Despite about five years of playing, I realized I couldn't answer simple questions, like "What are five middle-range ten footers for score, emphazing diversity of charts over parity?" "What chance does JJK have of beating DukAmok in a fair match?" "What songs should Mike Quintance practice in order to get better fastest?" I could guess, and my hunches were pretty educated (as I'd later find out), but I had no scientific method of checking any of this information. I had hundreds of pages of song statistics, meticulously kept by Groovestats, and advanced tournament data of my own devising, but I was still clueless. Maybe In the Groove was too casual to know the answers to these questions?
I decided to find out. Over the last few weeks, I've applied some of my sabermetric knowledge to In the Groove. First, I developed a formula for integrated difficulty, the difficulty of a song to score on paper. I learned very quickly that this number was relatively meaningless. Variance of scores, the ability to remain consistent, was most important for tournament performance, and so I developed a form of ordinal and composite tournament difficulty.
I used these statistics to derive two different statistics for advantages. One of these I called Paper Advantage (PA), and I defined it as (Normalized Best - mean Normalized Best)(Integrated Difficulty). This was fairly useless. However, Tournament Advantage (TA), which I defined as (Tournament Difficulty)(Variance - mean Variance) seemed more promising. I made both ordinal and composite models of tournament advantage (called oTA and cTA)
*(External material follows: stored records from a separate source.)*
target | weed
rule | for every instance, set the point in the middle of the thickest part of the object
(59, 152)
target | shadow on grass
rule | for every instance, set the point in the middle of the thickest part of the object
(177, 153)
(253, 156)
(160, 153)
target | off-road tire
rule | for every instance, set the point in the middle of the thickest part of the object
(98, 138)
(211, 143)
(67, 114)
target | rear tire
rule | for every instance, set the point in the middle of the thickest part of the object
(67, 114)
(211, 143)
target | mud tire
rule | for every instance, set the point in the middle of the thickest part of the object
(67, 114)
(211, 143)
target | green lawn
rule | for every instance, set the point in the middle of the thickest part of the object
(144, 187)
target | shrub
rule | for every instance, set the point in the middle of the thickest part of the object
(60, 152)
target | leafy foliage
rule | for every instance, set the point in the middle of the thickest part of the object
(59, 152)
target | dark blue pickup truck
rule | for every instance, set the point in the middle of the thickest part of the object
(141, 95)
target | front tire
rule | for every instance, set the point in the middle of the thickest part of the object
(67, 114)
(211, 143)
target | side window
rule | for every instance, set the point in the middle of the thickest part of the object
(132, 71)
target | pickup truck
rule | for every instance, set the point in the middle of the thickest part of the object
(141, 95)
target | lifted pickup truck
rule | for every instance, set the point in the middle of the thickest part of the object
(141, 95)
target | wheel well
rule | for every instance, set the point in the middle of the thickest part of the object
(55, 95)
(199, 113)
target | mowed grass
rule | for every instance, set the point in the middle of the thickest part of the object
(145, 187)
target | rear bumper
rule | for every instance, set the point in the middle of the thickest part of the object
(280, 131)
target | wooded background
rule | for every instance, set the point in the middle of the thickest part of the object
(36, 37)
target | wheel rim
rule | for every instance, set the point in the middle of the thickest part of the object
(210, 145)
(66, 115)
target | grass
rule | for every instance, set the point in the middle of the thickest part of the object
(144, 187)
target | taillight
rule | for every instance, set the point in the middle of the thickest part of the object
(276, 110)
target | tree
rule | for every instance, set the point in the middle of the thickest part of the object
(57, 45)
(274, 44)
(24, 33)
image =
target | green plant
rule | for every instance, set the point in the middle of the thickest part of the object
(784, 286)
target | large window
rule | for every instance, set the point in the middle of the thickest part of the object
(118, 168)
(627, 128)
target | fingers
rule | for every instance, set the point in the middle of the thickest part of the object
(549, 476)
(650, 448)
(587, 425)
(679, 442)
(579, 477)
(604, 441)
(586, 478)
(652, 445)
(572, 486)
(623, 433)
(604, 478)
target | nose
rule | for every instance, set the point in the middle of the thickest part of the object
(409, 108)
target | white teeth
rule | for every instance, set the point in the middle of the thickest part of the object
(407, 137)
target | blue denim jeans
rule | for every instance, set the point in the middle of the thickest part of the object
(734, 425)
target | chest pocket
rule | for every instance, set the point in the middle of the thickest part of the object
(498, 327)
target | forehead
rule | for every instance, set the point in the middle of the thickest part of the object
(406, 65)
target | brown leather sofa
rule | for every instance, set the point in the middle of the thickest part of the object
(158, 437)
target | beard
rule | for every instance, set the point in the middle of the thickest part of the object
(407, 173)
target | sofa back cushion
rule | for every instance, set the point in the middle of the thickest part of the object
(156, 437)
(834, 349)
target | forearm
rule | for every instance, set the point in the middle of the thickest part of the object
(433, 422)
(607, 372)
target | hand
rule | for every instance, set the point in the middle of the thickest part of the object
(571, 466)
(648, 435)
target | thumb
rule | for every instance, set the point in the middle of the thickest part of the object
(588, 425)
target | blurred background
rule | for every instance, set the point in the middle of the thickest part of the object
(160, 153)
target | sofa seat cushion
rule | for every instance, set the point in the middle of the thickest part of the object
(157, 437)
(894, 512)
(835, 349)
Taking a chapter from the discipline called APBRmetrics (sabermetrics for basketball), I developed two statistics:
Quote: | Efficiency: cTA - mcTA |
Quote: | Match Efficiency: {[X(oTA)-Y(opponent oTA)+R(cTA)-R(opponent cTA)]/100} + 50%, where X is the number of your picks in the match, Y is the number of their picks in the match, and R is the number of random picks in the match |
Then, I backchecked them, using the same techniques I have been trained to use for sabermetrics. Backchecking using match efficiency, I was able to sucessfully predict the winner of a tournament match about 96% of the time. Backchecking using Efficiency, normalizing for era and probability, I was able to sucessfully predict the exact placing of 95% of tournament entreants.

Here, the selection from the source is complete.